Stories are past events that we have already experienced and decide to share with others as a way to release, teach, or just to keep relevant. Many times our tales are only seen under the spectrum of happiness, happy black girl, Afro-Latina, or whatever you classify as. All we see today are the smiles, good vibes, and vibrant colors within a story. Where are the words of sadness, faces full of depression, the story of her struggle; the finding of self.
At 21 you find yourself sometimes drowning into the teenage syndrome of “this is it”, you become comfortable with what is and has happened. You trap yourself in a bubble believing all of the words being thrown at you. Considering that the universe is looking out for you, you become stagnant. Stuck in everything you’re not doing these things begin to consume you. You let it. The universe is going to look out right? Yes of course. The universe is testing you and will hand you the same test a million times until you figure it out and there you sit. Stuck.
This story is about a girl, a seed whose growth took years to be physically seen. Nineteen the year the seed was planted. Naïve, this girl met a man. She was lost with no sense of self being mentally and emotionally abused in her past life this seed would soak in whatever liquid seemed like water in hopes of maintaining life. Twenty. Another year with you, when she found out about your infidelities. Spreading herself thin she made excuses and even lied to herself to cover up for you. Finding out about the other seed(s) you’ve been watering was her birthday gift from you to her. Happy Birthday. Liquid didn’t seem to be the only thing helping this young seed grow. Knowledge helped her sprout. Blossoming with a sense of self and what she thought was a sense of worth. This girl, the seed believed that loving unconditionally meant shedding her petals, piece after piece. This went on for years. Naked. Bare. Alone. Every petal on her stem was plucked to insure that he was kept alive. Her stem left bare, she was unable to feed the insects/animals, unable to transport her pollen to the others. Dead. She felt.
You might have taken the petals off of her stem but the roots, you were never worthy of. The universe said, “before I make you great let me make you strong.” This story is about me. You. Us. Although it may seem as if everything was taken from me this is something we once wanted. This was a blessing disguised as a lesson. I took on more than I bargained for, I believed spreading myself thin was me showing you unconditional love. In reality, loving you unconditionally would have been me ending this before it got too deep. I tried to love you into loving me. I stuck around, stuck in my “this is it” mentality. This is it I thought I was the seed that was never meant to blossom. I overstayed my visit.

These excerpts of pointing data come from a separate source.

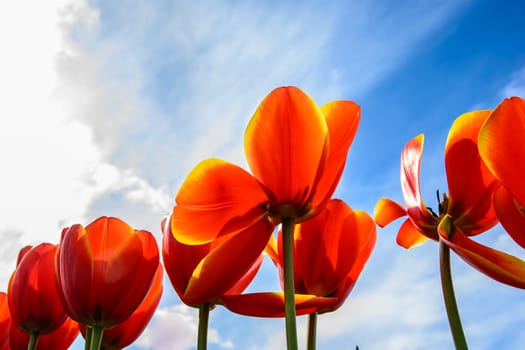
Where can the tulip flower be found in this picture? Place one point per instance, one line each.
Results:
(127, 332)
(104, 271)
(199, 273)
(34, 301)
(501, 147)
(5, 322)
(466, 211)
(296, 153)
(60, 339)
(330, 251)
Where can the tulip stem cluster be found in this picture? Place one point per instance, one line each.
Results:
(289, 289)
(450, 300)
(204, 313)
(312, 331)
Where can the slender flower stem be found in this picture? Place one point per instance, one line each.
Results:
(312, 331)
(450, 299)
(33, 340)
(204, 313)
(87, 343)
(96, 337)
(289, 289)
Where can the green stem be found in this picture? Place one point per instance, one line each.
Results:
(96, 337)
(312, 331)
(450, 299)
(289, 289)
(87, 338)
(33, 340)
(204, 313)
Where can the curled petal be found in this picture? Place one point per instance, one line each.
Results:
(501, 145)
(216, 198)
(386, 211)
(342, 118)
(410, 185)
(497, 265)
(470, 183)
(272, 304)
(409, 236)
(286, 146)
(510, 216)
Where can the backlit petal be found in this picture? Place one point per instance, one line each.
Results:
(501, 145)
(470, 183)
(216, 198)
(386, 211)
(410, 186)
(511, 218)
(286, 145)
(272, 304)
(500, 266)
(342, 118)
(409, 236)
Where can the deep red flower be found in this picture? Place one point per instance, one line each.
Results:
(60, 339)
(105, 270)
(34, 301)
(127, 332)
(200, 273)
(330, 251)
(466, 211)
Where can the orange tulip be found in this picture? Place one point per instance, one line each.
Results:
(501, 147)
(60, 339)
(199, 273)
(465, 212)
(296, 153)
(330, 251)
(127, 332)
(105, 270)
(5, 322)
(34, 301)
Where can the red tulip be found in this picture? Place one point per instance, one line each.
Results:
(199, 273)
(330, 251)
(60, 339)
(466, 211)
(105, 270)
(127, 332)
(34, 301)
(5, 322)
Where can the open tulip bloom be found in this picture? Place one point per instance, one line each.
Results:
(466, 211)
(296, 153)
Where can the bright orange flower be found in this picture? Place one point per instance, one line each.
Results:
(127, 332)
(296, 153)
(466, 211)
(202, 273)
(330, 251)
(34, 301)
(105, 270)
(5, 322)
(502, 148)
(60, 339)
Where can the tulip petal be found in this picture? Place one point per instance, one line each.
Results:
(409, 236)
(511, 218)
(410, 186)
(470, 183)
(342, 118)
(386, 211)
(286, 145)
(216, 198)
(497, 265)
(501, 145)
(271, 304)
(230, 258)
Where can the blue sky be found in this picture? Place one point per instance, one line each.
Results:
(109, 104)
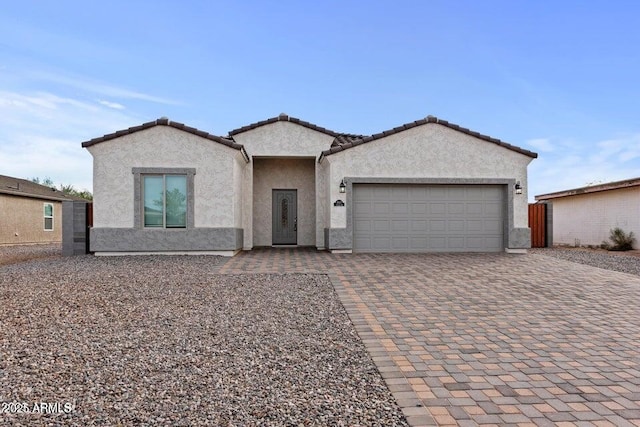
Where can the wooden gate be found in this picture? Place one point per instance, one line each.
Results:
(538, 225)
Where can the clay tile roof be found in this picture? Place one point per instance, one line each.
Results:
(346, 138)
(26, 188)
(335, 148)
(283, 118)
(627, 183)
(163, 121)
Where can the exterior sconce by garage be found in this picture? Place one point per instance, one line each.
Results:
(518, 188)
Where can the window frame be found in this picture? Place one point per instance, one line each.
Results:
(45, 216)
(138, 177)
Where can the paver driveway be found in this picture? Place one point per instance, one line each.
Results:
(476, 339)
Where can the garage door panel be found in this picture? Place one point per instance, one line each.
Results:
(400, 244)
(400, 226)
(474, 208)
(437, 208)
(419, 226)
(493, 209)
(437, 193)
(400, 208)
(455, 243)
(474, 226)
(362, 226)
(455, 208)
(437, 225)
(428, 218)
(419, 208)
(381, 208)
(437, 242)
(399, 193)
(418, 244)
(492, 226)
(381, 226)
(455, 226)
(361, 209)
(381, 243)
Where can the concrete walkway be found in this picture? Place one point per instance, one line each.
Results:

My departure was long overdue, it was better this way, the lies, manipulation, your words, actions, I was mentally and emotionally mistreated. Society says I should hate you and tear you down with my negative words but understand this, I am a flower and queen who’s known her worth and her power. My growth might have not always been above surface but my roots... my roots are deeply rooted into the ground. I am unshakeable.